Guest rimm_never_sleeps Posted December 23, 2012 Share Posted December 23, 2012 i don't think ergen necessarily wants to buy clwr spectrum or the company. he knows that S is getting clwr spectrum on the cheap and the combination will be a formidable wholesale competitor to his lte project. I think it's pretty well known that goog is his customer. $1.5b is to fund the build out of his network. ergen may want to put a monkey wrench in the s/clwr process and buy himself time. Link to comment Share on other sites More sharing options...
txlaw Posted December 23, 2012 Share Posted December 23, 2012 Perhaps. I think it's too hard to make a call on what he's going to do. Ergen's too good of a poker player to figure it out. Ergen may have thought he could do a wholesale deal or JV with S on the cheap when Softbank was not in the picture (i.e., when S's finances were much worse) and because he owns CLWR debt. That's probably not going to happen now, though, at least not on the terms he may have been demanding.

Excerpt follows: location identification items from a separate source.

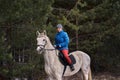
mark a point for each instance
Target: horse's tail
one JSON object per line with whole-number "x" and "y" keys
{"x": 90, "y": 75}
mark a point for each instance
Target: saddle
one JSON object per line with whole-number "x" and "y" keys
{"x": 64, "y": 61}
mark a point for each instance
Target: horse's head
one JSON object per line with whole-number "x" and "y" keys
{"x": 41, "y": 41}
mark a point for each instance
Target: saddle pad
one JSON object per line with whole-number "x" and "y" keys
{"x": 64, "y": 61}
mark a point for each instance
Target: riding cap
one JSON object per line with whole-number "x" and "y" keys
{"x": 59, "y": 26}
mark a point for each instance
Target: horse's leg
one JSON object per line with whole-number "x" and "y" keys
{"x": 85, "y": 71}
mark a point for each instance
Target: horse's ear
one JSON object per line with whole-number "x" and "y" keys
{"x": 45, "y": 33}
{"x": 37, "y": 33}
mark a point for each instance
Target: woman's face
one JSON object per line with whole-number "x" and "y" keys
{"x": 59, "y": 29}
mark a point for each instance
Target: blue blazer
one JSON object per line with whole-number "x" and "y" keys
{"x": 61, "y": 40}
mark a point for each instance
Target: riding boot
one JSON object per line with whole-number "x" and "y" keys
{"x": 72, "y": 67}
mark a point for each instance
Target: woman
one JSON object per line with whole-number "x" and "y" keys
{"x": 61, "y": 43}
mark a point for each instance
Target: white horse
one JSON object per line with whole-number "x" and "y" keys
{"x": 53, "y": 67}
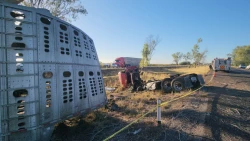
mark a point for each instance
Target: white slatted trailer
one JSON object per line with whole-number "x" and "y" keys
{"x": 49, "y": 72}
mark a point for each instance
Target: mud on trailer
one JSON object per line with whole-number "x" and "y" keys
{"x": 49, "y": 72}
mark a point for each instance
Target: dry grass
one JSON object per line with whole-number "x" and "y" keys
{"x": 198, "y": 70}
{"x": 113, "y": 81}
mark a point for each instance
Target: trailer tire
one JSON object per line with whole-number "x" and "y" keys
{"x": 178, "y": 85}
{"x": 166, "y": 85}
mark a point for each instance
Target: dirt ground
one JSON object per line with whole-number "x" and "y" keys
{"x": 220, "y": 111}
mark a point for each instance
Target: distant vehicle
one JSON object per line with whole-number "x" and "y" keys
{"x": 221, "y": 64}
{"x": 106, "y": 65}
{"x": 242, "y": 66}
{"x": 114, "y": 65}
{"x": 127, "y": 61}
{"x": 248, "y": 67}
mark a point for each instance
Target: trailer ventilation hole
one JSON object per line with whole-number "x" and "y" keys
{"x": 76, "y": 33}
{"x": 20, "y": 129}
{"x": 46, "y": 37}
{"x": 47, "y": 74}
{"x": 78, "y": 53}
{"x": 18, "y": 23}
{"x": 48, "y": 93}
{"x": 19, "y": 55}
{"x": 18, "y": 28}
{"x": 20, "y": 117}
{"x": 91, "y": 42}
{"x": 66, "y": 74}
{"x": 20, "y": 112}
{"x": 20, "y": 101}
{"x": 91, "y": 73}
{"x": 86, "y": 45}
{"x": 20, "y": 107}
{"x": 17, "y": 15}
{"x": 80, "y": 73}
{"x": 19, "y": 38}
{"x": 63, "y": 27}
{"x": 45, "y": 20}
{"x": 20, "y": 93}
{"x": 18, "y": 45}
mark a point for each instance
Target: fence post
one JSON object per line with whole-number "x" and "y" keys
{"x": 159, "y": 112}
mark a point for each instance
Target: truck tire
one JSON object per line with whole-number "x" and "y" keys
{"x": 178, "y": 85}
{"x": 166, "y": 85}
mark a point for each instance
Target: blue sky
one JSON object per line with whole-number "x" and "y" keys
{"x": 120, "y": 27}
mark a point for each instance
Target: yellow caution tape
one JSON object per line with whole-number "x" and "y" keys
{"x": 164, "y": 103}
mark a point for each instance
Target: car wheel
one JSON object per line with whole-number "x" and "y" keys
{"x": 178, "y": 85}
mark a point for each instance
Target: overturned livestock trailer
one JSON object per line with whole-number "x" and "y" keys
{"x": 49, "y": 72}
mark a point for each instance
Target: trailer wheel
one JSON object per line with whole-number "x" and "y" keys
{"x": 166, "y": 85}
{"x": 178, "y": 85}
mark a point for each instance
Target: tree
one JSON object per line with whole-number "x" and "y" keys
{"x": 63, "y": 9}
{"x": 152, "y": 43}
{"x": 177, "y": 57}
{"x": 187, "y": 56}
{"x": 198, "y": 56}
{"x": 145, "y": 55}
{"x": 241, "y": 55}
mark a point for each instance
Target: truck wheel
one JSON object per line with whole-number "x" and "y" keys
{"x": 166, "y": 85}
{"x": 178, "y": 85}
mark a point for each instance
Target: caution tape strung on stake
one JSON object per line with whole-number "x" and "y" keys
{"x": 153, "y": 109}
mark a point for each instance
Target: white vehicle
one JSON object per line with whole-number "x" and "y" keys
{"x": 221, "y": 64}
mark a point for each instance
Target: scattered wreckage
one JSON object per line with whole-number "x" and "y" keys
{"x": 130, "y": 77}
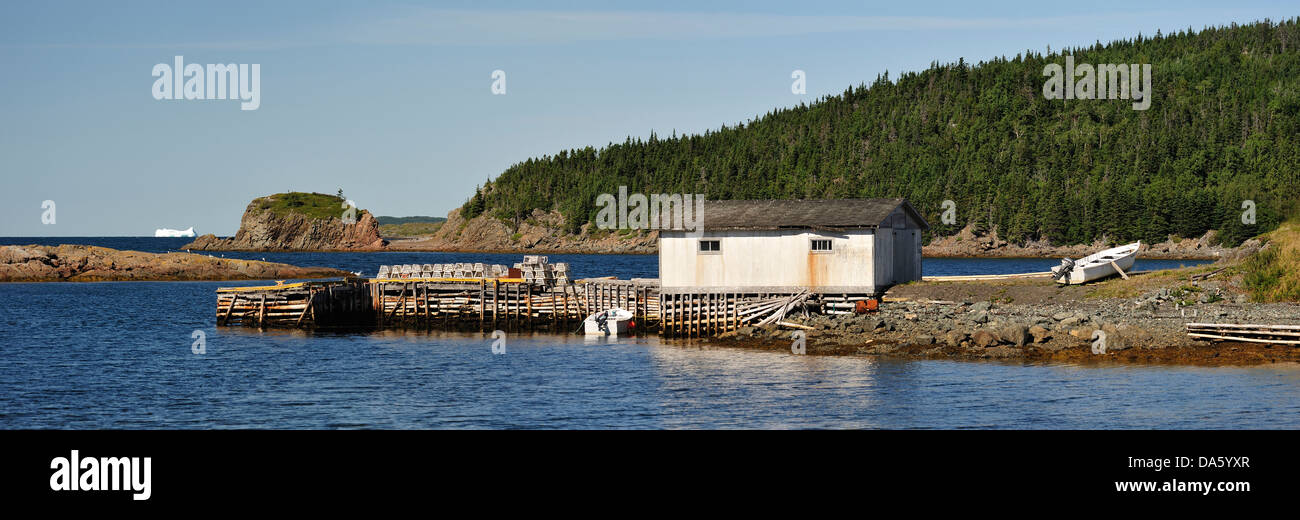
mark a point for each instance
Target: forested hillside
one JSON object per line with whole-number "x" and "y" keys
{"x": 1221, "y": 129}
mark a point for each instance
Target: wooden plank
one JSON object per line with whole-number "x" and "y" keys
{"x": 226, "y": 317}
{"x": 299, "y": 321}
{"x": 1244, "y": 339}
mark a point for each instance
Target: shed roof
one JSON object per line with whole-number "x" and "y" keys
{"x": 820, "y": 213}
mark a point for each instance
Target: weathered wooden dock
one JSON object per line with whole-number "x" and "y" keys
{"x": 516, "y": 304}
{"x": 507, "y": 303}
{"x": 304, "y": 304}
{"x": 428, "y": 303}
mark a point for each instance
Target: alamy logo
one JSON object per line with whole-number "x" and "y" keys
{"x": 215, "y": 81}
{"x": 1105, "y": 81}
{"x": 658, "y": 211}
{"x": 104, "y": 473}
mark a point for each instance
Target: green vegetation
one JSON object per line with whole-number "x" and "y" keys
{"x": 410, "y": 220}
{"x": 1222, "y": 128}
{"x": 1273, "y": 274}
{"x": 408, "y": 229}
{"x": 315, "y": 206}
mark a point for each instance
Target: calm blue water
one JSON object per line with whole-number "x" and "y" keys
{"x": 118, "y": 355}
{"x": 581, "y": 265}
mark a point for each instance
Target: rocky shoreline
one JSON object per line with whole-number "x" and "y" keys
{"x": 103, "y": 264}
{"x": 1036, "y": 321}
{"x": 544, "y": 233}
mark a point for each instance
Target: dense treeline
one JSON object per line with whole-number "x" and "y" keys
{"x": 1221, "y": 129}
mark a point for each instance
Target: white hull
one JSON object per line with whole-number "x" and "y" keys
{"x": 1101, "y": 264}
{"x": 618, "y": 321}
{"x": 165, "y": 232}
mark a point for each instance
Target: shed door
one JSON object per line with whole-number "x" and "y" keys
{"x": 900, "y": 271}
{"x": 906, "y": 255}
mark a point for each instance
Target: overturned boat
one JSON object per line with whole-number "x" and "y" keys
{"x": 1116, "y": 260}
{"x": 609, "y": 323}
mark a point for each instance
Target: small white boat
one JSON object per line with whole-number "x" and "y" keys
{"x": 609, "y": 323}
{"x": 165, "y": 232}
{"x": 1096, "y": 265}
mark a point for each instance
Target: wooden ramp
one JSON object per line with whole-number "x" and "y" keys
{"x": 983, "y": 277}
{"x": 1251, "y": 333}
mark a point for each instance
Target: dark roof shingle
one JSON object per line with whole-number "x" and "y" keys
{"x": 823, "y": 213}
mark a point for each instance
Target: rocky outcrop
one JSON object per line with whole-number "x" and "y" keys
{"x": 102, "y": 264}
{"x": 967, "y": 243}
{"x": 541, "y": 232}
{"x": 263, "y": 229}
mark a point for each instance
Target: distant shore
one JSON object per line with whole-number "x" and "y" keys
{"x": 102, "y": 264}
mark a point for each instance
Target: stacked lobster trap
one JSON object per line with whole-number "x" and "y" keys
{"x": 443, "y": 271}
{"x": 538, "y": 271}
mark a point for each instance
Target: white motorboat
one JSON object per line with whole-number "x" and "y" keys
{"x": 609, "y": 323}
{"x": 174, "y": 233}
{"x": 1096, "y": 265}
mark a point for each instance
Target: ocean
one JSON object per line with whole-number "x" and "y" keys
{"x": 121, "y": 355}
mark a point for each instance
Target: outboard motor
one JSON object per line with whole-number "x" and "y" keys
{"x": 1062, "y": 272}
{"x": 602, "y": 323}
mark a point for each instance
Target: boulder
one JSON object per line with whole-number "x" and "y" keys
{"x": 984, "y": 338}
{"x": 1015, "y": 334}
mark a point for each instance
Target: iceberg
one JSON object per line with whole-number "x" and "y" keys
{"x": 165, "y": 232}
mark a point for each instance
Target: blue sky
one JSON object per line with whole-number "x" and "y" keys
{"x": 393, "y": 102}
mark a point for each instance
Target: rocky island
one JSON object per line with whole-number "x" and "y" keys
{"x": 103, "y": 264}
{"x": 298, "y": 221}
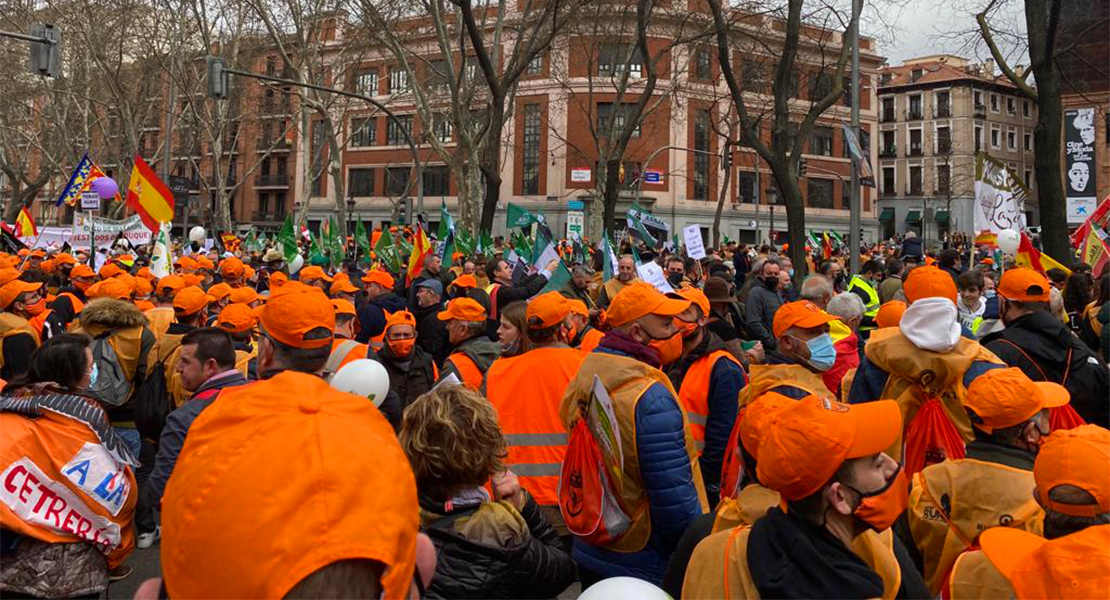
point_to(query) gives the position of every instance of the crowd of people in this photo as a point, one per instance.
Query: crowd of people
(934, 424)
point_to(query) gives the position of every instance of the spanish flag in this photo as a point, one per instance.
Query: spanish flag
(24, 225)
(149, 196)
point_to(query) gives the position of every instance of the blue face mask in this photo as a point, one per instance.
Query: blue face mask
(821, 352)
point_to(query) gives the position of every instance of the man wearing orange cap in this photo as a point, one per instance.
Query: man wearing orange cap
(213, 526)
(841, 494)
(1045, 348)
(20, 302)
(709, 380)
(928, 341)
(471, 349)
(1072, 561)
(412, 370)
(531, 421)
(662, 482)
(954, 500)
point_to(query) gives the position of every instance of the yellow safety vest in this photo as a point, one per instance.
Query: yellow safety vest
(952, 501)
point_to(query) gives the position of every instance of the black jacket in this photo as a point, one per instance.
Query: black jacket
(1046, 349)
(537, 566)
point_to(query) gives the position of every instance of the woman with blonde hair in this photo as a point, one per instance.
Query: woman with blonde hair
(498, 547)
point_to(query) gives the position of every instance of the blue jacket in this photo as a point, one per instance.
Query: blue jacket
(668, 481)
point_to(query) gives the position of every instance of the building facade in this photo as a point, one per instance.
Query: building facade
(935, 114)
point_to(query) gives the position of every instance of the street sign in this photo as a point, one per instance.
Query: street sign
(90, 201)
(575, 221)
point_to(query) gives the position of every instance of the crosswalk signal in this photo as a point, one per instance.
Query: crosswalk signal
(218, 77)
(47, 52)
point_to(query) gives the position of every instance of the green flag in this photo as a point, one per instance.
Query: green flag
(288, 239)
(517, 216)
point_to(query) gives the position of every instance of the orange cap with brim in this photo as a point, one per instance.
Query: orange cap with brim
(801, 314)
(1078, 457)
(243, 295)
(806, 443)
(697, 297)
(929, 282)
(755, 417)
(1023, 284)
(11, 291)
(380, 277)
(889, 314)
(343, 307)
(463, 309)
(465, 281)
(1005, 397)
(1072, 567)
(313, 273)
(170, 284)
(295, 309)
(235, 318)
(546, 311)
(639, 298)
(81, 271)
(343, 286)
(190, 300)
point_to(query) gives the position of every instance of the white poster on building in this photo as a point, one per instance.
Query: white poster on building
(999, 196)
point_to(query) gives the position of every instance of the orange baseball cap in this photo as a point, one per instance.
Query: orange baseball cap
(300, 440)
(190, 300)
(380, 277)
(235, 318)
(220, 291)
(639, 298)
(805, 443)
(110, 270)
(1005, 397)
(232, 267)
(343, 286)
(546, 311)
(889, 314)
(11, 291)
(243, 295)
(81, 271)
(170, 284)
(803, 314)
(343, 307)
(697, 297)
(401, 317)
(463, 309)
(929, 282)
(1075, 457)
(295, 309)
(313, 273)
(1023, 284)
(1072, 567)
(465, 281)
(755, 417)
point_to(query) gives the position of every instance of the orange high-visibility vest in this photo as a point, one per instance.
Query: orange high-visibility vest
(531, 421)
(468, 373)
(695, 393)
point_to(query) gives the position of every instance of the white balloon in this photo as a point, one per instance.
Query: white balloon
(363, 377)
(295, 264)
(623, 587)
(1008, 241)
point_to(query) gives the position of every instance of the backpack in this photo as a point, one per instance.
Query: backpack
(151, 404)
(586, 500)
(111, 387)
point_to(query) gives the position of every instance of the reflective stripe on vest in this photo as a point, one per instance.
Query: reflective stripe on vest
(694, 395)
(873, 296)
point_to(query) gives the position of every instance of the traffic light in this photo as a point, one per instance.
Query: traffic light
(46, 56)
(218, 77)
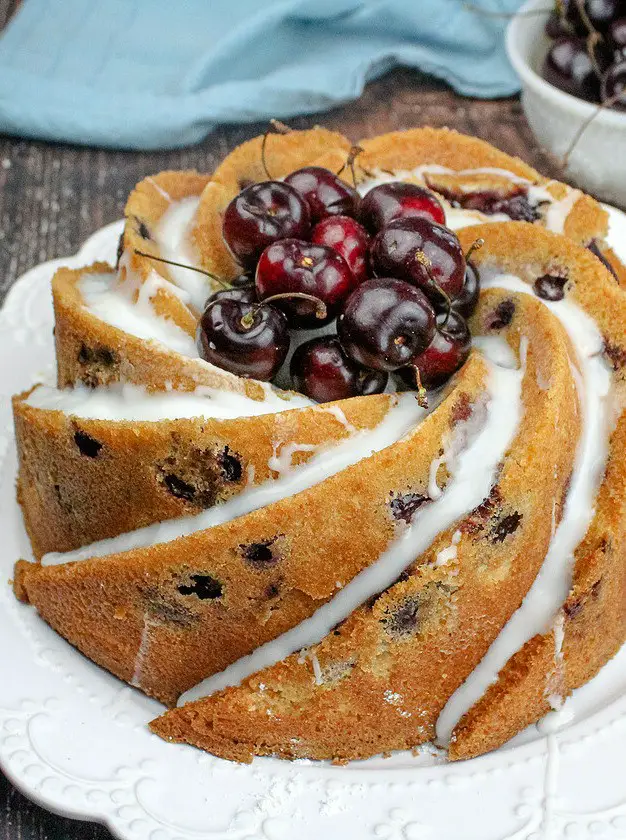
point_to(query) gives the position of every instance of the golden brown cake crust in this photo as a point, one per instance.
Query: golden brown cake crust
(284, 153)
(392, 690)
(272, 568)
(131, 474)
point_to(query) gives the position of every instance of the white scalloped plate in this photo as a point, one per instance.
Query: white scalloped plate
(74, 739)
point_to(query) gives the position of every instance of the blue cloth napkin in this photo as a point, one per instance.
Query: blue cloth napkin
(148, 74)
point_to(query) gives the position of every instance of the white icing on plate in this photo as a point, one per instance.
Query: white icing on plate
(328, 461)
(126, 402)
(540, 607)
(472, 459)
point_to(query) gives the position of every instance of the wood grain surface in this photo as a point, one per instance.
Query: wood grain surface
(53, 196)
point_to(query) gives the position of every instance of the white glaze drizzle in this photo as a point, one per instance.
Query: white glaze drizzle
(331, 459)
(480, 445)
(172, 236)
(456, 217)
(113, 303)
(541, 605)
(126, 402)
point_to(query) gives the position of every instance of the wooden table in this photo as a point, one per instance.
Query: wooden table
(53, 196)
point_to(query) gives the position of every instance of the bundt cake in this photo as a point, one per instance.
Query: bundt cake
(332, 476)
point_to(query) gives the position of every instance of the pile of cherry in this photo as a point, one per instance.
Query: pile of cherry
(588, 55)
(312, 251)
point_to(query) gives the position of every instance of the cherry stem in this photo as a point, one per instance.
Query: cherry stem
(353, 154)
(421, 397)
(421, 258)
(608, 103)
(247, 320)
(276, 127)
(320, 307)
(206, 273)
(475, 246)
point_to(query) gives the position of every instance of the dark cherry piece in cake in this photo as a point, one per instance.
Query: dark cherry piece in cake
(324, 192)
(261, 214)
(446, 353)
(386, 323)
(399, 200)
(292, 265)
(421, 252)
(350, 239)
(248, 339)
(321, 369)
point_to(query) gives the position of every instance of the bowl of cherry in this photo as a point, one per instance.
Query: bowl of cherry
(341, 295)
(571, 61)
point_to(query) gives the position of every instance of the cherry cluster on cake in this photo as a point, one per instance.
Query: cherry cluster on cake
(588, 55)
(378, 283)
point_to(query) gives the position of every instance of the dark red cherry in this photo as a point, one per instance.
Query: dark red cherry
(292, 265)
(399, 200)
(261, 214)
(241, 289)
(386, 323)
(466, 301)
(614, 85)
(321, 369)
(348, 238)
(569, 68)
(617, 35)
(557, 25)
(324, 192)
(599, 12)
(247, 339)
(421, 252)
(447, 352)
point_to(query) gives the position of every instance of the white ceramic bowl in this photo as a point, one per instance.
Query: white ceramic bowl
(598, 161)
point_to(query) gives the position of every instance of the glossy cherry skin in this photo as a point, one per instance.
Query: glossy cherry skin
(617, 35)
(292, 265)
(324, 192)
(569, 68)
(398, 200)
(255, 351)
(557, 25)
(447, 352)
(614, 85)
(321, 369)
(386, 323)
(599, 12)
(241, 289)
(261, 214)
(467, 300)
(350, 239)
(421, 252)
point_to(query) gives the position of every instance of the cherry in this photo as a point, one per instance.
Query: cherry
(348, 238)
(321, 369)
(324, 192)
(399, 200)
(466, 301)
(386, 323)
(569, 68)
(617, 35)
(247, 339)
(241, 289)
(600, 13)
(422, 252)
(446, 353)
(261, 214)
(292, 265)
(614, 85)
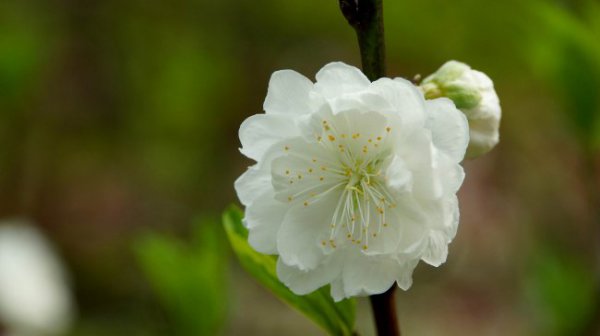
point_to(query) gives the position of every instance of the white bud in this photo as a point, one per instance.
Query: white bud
(473, 93)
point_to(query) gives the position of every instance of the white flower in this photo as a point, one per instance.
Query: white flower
(473, 93)
(355, 181)
(34, 296)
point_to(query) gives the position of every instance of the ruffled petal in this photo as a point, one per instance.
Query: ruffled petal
(288, 93)
(398, 176)
(404, 279)
(337, 78)
(405, 100)
(263, 218)
(304, 282)
(298, 238)
(366, 275)
(252, 183)
(261, 131)
(436, 250)
(449, 128)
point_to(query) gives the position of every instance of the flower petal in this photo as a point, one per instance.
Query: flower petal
(252, 183)
(406, 100)
(303, 282)
(263, 218)
(436, 250)
(288, 93)
(398, 176)
(298, 238)
(261, 131)
(449, 128)
(338, 78)
(404, 278)
(367, 275)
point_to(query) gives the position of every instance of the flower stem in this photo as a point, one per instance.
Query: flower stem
(366, 17)
(384, 311)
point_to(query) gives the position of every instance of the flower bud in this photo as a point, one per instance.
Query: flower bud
(473, 93)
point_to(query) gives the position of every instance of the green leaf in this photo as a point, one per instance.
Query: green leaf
(187, 277)
(335, 318)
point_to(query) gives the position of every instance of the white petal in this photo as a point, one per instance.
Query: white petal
(288, 93)
(404, 279)
(398, 176)
(366, 275)
(406, 100)
(298, 238)
(252, 183)
(263, 218)
(338, 78)
(337, 290)
(261, 131)
(449, 128)
(422, 158)
(436, 250)
(304, 282)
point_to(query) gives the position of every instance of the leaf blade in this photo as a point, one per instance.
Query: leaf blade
(334, 318)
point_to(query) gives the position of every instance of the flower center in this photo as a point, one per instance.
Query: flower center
(349, 166)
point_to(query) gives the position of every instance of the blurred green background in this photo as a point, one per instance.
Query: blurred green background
(118, 136)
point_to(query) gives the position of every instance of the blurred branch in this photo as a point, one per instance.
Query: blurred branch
(366, 17)
(384, 310)
(592, 178)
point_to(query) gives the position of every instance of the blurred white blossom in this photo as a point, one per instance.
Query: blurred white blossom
(355, 181)
(35, 299)
(473, 93)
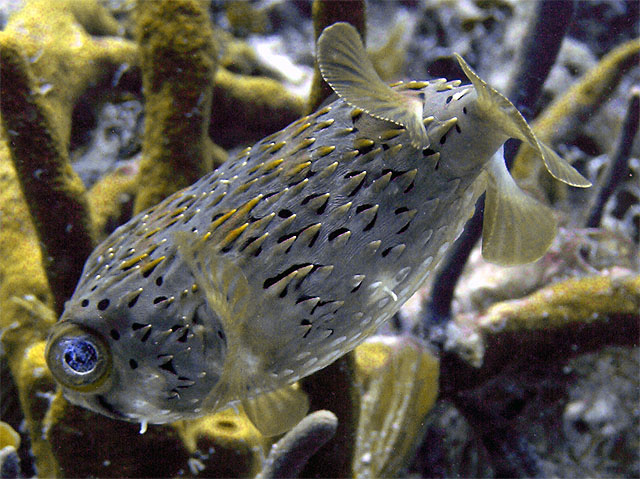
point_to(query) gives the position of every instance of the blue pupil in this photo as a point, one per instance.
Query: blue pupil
(80, 356)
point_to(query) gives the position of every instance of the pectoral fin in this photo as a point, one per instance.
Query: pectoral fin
(505, 115)
(345, 66)
(277, 411)
(516, 229)
(226, 287)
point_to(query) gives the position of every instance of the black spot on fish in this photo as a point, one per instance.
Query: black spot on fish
(107, 406)
(148, 272)
(404, 228)
(372, 223)
(168, 366)
(394, 173)
(274, 279)
(303, 298)
(183, 336)
(335, 233)
(146, 335)
(366, 149)
(363, 207)
(313, 240)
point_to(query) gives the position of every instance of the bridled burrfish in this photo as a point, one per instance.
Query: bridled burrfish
(288, 256)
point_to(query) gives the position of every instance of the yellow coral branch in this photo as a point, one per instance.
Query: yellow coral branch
(178, 60)
(54, 193)
(580, 100)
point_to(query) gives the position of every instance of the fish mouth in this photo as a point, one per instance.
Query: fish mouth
(108, 409)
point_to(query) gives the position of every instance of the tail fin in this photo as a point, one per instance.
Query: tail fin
(506, 116)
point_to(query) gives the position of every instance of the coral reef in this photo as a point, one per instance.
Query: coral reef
(178, 62)
(289, 455)
(399, 378)
(536, 373)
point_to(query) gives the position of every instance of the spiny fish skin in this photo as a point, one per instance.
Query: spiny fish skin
(316, 235)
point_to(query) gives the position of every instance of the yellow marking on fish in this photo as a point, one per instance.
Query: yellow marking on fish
(445, 87)
(303, 144)
(416, 85)
(152, 248)
(324, 151)
(245, 186)
(233, 234)
(273, 164)
(177, 211)
(222, 219)
(152, 232)
(266, 146)
(391, 134)
(245, 152)
(133, 261)
(345, 131)
(255, 168)
(300, 129)
(277, 146)
(152, 264)
(298, 168)
(323, 111)
(328, 171)
(324, 124)
(218, 199)
(363, 143)
(249, 205)
(349, 155)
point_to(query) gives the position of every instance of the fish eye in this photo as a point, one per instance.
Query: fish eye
(78, 358)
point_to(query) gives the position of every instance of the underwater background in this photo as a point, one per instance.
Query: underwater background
(517, 372)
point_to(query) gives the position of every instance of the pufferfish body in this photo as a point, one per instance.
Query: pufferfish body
(290, 255)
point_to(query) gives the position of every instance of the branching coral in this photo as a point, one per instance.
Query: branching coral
(289, 455)
(59, 50)
(54, 193)
(399, 377)
(178, 60)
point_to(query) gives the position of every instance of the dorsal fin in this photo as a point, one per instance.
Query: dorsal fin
(345, 66)
(507, 117)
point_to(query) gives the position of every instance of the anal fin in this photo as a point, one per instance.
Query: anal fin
(277, 411)
(517, 229)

It was fairly well known that S and CLWR were talking before and battling it out in the FCC whilst doing so. What he's going to do now with that $1.5 billion is anyone's guess. No matter what, it would take time to build out his own network -- he'd have to buy more spectrum (H-block?) and host it on somebody else's towers (brker_guy would know better than me on the technical aspects). Ergen wouldn't be ready to sell to GOOG for a while (if that was his plan), and his network alone wouldn't be robust enough anyway. S/CLWR will not merely be a formidable competitor -- it will blow any network Ergen has out of the water. I'm done making deal predictions on this one -- at least in public ;) -- and will stick to the value proposition (at least worth $3 but probably more). Let's see what happens. Link to comment Share on other sites More sharing options...
txlaw Posted January 8, 2013 Share Posted January 8, 2013 DISH makes $5.15 billion bid for CLWR!!!! http://dealbook.nytimes.com/2013/01/08/dish-network-makes-bid-for-clearwire-trumping-sprint-offer/ Hot damn! I love being right and making money at the same time. Your move, Dan. Link to comment Share on other sites More sharing options...
LC Posted January 8, 2013 Share Posted January 8, 2013 DISH makes $5.15 billion bid for CLWR!!!! http://dealbook.nytimes.com/2013/01/08/dish-network-makes-bid-for-clearwire-trumping-sprint-offer/ Hot damn! I love being right and making money at the same time. Your move, Dan. Damn! I never got around to doing my research on CLWR for my account, but congrats to you and those who did! Link to comment Share on other sites More sharing options...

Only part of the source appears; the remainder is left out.